07 November 2017

A Kosovar Ploy

This story is actually somewhat amusing. Thaci, long a US asset is now president of a nation created by and wholly dependent on Washington's support. Thaci fears a fall from power because he has a lot of enemies and potentially faces charges for the war crimes he was involved in.


The US not only knows about his crimes but supported them and encouraged them.
The Evangelical Church in Kosovo is certainly not one of the largest in Europe and one can't help but be a little sceptical regarding his sudden support for the Protestant Reformation... an event which hardly touched the Balkans, either in terms of its ideals or its sociological transformation.
It would seem that Thaci is trying to earn some good will among the Evangelical lobby in the United States. He's looking for support and all the more as the Balkans continue to simmer. The low-heat setting of the past decade or so is beginning to increase and Thaci knows what most Americans don't... that Kosovo's position is tenuous. Serbia has been brought to its knees but this isn't the 1990s and though Americans have forgotten Kosovo, the Serbs haven't.
The media campaign of the 1990s was pretty fierce. News reports and a rash of books including Noel Malcolm's 'Kosovo: A Short History' did the job on the American public... but that was almost a different era. The support isn't there today for the Balkans or the European project as a whole.
For the Serbs, there is a great deal of bitterness and it's not hard to imagine a Right-wing regime coming to power... one backed this time by Moscow.

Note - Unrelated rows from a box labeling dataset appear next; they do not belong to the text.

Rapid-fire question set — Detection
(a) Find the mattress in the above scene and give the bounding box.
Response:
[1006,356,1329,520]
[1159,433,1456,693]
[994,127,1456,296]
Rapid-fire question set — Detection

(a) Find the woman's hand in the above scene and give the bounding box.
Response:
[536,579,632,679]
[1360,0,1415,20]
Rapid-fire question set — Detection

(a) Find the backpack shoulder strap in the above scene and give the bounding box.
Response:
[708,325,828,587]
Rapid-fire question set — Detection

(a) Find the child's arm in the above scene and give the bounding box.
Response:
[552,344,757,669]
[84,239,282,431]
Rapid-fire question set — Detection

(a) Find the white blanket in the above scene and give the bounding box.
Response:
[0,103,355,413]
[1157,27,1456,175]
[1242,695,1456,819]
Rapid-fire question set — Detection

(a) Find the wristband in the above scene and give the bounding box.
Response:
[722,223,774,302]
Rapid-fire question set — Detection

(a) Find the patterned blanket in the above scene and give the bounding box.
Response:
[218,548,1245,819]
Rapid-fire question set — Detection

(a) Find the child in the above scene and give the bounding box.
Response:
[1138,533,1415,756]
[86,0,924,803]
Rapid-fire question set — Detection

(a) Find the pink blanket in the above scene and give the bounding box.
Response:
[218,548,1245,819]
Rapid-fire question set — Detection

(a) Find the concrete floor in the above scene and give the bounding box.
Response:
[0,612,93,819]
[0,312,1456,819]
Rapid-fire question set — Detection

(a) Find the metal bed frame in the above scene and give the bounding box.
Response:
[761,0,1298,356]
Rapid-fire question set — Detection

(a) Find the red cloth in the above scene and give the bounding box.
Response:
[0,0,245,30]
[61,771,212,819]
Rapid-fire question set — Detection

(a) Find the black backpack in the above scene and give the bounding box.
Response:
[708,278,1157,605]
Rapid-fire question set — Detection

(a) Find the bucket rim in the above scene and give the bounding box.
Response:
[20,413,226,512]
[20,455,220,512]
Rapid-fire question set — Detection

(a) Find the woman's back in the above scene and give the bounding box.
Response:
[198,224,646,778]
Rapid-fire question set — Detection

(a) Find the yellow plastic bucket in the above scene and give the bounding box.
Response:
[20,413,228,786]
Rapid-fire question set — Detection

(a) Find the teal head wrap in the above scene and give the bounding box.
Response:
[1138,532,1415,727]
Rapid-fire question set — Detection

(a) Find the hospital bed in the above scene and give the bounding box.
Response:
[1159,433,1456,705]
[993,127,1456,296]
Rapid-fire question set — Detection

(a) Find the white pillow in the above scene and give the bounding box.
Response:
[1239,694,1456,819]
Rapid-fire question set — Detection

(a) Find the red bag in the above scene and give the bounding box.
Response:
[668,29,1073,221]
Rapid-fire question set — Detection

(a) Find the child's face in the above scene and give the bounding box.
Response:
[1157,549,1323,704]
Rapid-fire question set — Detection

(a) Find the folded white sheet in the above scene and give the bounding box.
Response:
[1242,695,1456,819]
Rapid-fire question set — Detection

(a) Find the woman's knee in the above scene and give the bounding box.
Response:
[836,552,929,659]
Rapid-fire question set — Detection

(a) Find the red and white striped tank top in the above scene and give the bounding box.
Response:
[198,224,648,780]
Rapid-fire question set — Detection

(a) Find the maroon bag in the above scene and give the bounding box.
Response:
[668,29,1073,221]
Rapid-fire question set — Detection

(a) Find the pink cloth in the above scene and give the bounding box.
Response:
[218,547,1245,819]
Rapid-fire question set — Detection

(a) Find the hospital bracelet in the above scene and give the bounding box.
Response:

Kosovo is to Serbia like Shenandoah to Virginia or the Rhineland to Germany... its forced separation and being handed over to Albanians is a festering wound. To draw an American parallel which doesn't even begin to explain the history and emotion involved... imagine how Southerners would feel if the Shenandoah Valley became part of Pennsylvania or if Texas were handed to Mexico... although in that case there would certainly be some historical justification!
It's hard to draw American parallels because we don't have the deep history and culture that the people of Hungary, Armenia and other places feel so acutely, let alone the legacy of living for hundreds of years under occupation. Centuries may pass and yet they still feel the bitterness of having their old lands taken away from them... often unjustly at that. To the victors go the spoils. It's the way of the world.
But for some the wound is still quite raw... so it is with the Serbs. Their society is divided between those who want to move on and those who want to 'set things right' as they see it.

The Kosovar Albanian elite know this and they want to take every step they can to ensure US support... even to the point of absurdly wishing to celebrate the Reformation.... something few people in that part of the world would have even been aware of prior to the 19th or 20th century.